Sunday, January 6, 2019

Bagaimana Seharusnya Sejarah Diajarkan?

Oleh: Anindito Aditomo 



Jerome Bruner, psikolog-pendidik-pemikir legendaris Amerika, pernah mendapat tamu dua orang petinggi departemen pendidikan Rusia. Bruner mengira para pejabat tersebut meminta bantuan untuk membuat materi pelajaran sains atau matematika - permintaan yang sering ia dapatkan. Ternyata bukan. Mereka datang untuk berdiskusi tentang beberapa pertanyaan mendasar tentang sejarah. Atau lebih tepatnya, tentang bagaimana seharusnya sejarah diajarkan.
 
Ketika itu tembok Berlin baru saja runtuh. Uni Soviet baru terpecah kembali menjadi negara-negara terpisah. Kedua tamu Bruner bertanya: "Bagaimanakah episode sejarah yang baru berakhir ini harus diajarkan pada siswa? Apakah cukup kita katakan bahwa Uni Soviet adalah sebuah percobaan yang gagal, sebuah kesalahan sejarah yang kini sudah kita lewatkan? Jika tidak, bagaimana kita bisa menjelaskan apa yang terjadi selama sekian puluh tahun ini?" Pertanyaan-pertanyaan yang sulit dan takkan bisa dijawab secara hitam-putih.
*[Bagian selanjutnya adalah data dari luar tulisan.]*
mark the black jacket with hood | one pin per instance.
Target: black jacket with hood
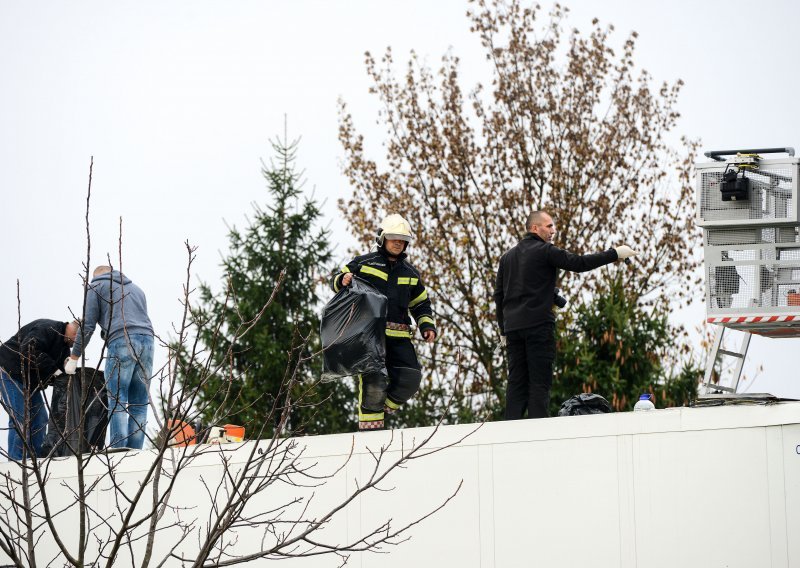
(36, 352)
(526, 280)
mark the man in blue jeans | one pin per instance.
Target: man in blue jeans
(28, 361)
(119, 307)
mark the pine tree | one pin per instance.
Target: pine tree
(280, 237)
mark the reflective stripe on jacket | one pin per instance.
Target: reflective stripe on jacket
(400, 282)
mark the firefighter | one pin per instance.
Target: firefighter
(388, 270)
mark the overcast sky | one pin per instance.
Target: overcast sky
(177, 102)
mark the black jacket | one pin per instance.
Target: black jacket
(399, 281)
(37, 351)
(526, 280)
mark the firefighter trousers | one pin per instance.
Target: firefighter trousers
(378, 392)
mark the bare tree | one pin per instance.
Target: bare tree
(563, 123)
(95, 508)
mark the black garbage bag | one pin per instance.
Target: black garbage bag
(585, 403)
(63, 436)
(353, 331)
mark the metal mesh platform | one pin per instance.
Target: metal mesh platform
(772, 195)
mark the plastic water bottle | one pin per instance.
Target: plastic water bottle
(645, 402)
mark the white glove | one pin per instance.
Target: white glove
(500, 346)
(624, 252)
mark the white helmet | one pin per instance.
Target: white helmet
(394, 227)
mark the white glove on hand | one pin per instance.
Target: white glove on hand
(624, 252)
(500, 346)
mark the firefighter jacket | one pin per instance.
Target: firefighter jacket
(526, 280)
(402, 285)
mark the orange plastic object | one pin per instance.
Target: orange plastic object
(182, 433)
(234, 433)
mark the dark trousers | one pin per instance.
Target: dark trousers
(400, 382)
(531, 352)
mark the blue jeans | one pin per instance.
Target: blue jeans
(13, 395)
(128, 371)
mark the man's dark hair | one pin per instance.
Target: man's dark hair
(534, 218)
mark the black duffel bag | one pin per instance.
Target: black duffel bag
(585, 403)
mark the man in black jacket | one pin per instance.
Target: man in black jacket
(28, 361)
(524, 296)
(393, 276)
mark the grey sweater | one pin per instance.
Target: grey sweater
(115, 303)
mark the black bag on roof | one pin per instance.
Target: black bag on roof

Apapun jawabannya sangat mungkin bagian penting dari fondasi kurikulum dan pengajaran sejarah Rusia.
 
Cerita ini membuat saya bertanya-tanya, apakah para pengambil kebijakan pendidikan di Indonesia pernah memikirkan hal serupa? Kita sebagai bangsa telah beberapa kali mengalami perubahan mendasar. Yang terakhir adalah perubahan dari Orde Baru ke era reformasi. Bagaimanakah seharusnya perubahan tersebut dijelaskan di buku-buku sejarah yang dibaca anak-anak kita di sekolah? Bagaimana masa Orde Baru sebaiknya ditampilkan? Sisi gelap terang rezim Soeharto mana saja yang penting dibahas?
 
Pertanyaan-pertanyaan serupa bisa diajukan untuk periode-periode lain dalam sejarah bangsa kita. Yang ingin saya tahu, sekali lagi, adalah apakah pertanyaan-pertanyaan seperti ini pernah direfleksikan oleh para pengambil kebijakan pendidikan di Indonesia? Atau, kalau bukan para pengambil kebijakan, oleh para sarjana sejarah dan pendidikan sejarah?
 
Saya khawatir jawabannya adalah tidak. Jika memang benar demikian, saya kira perlu ada yang menggagas proses refleksi mendasar tentang pengajaran sejarah. Pelajaran sejarah tak kalah penting dari matematika dan sains. Pelajaran sejarah punya peran strategis dalam membangun nalar kritis sekaligus identitas kolektif. Syaratnya itu tadi, harus ada refleksi tentang pertanyaan-pertanyaan sulit mengenai bagaimana sejarah ditampilkan. Refleksi yang niscaya melibatkan perdebatan dan pertarungan beragam perspektif.
 
Tanpa proses ini, pelajaran sejarah akan tetap menjadi pemaparan fakta-fakta yang membosankan dan segera dilupakan setelah ujian. Tapi semoga saya salah.
 
Foto: AFP/malaymail.com

Saturday, January 5, 2019

Kurikulum Bencana, Bencana Kurikulum

Oleh: Anindito Aditomo

Materi seputar bencana diusulkan masuk kurikulum. Sepintas, usul semacam ini menunjukkan penghargaan dan harapan yang tinggi terhadap pendidikan. Lebih khususnya, pendidikan formal alias sekolah. Pendidikan dianggap obat mujarab untuk berbagai penyakit sosial. Radikalisme meluas? Perbaiki kurikulum agama. Hoaks merajalela? Masukkan critical thinking ke kurikulum. Korupsi masih gila-gilaan? Pengguna jalan raya tidak disiplin? Banyak orang yang nyampah sembarangan? Ancaman narkoba di sekolah? Buat kurikulum baru untuk menguatkan karakter siswa.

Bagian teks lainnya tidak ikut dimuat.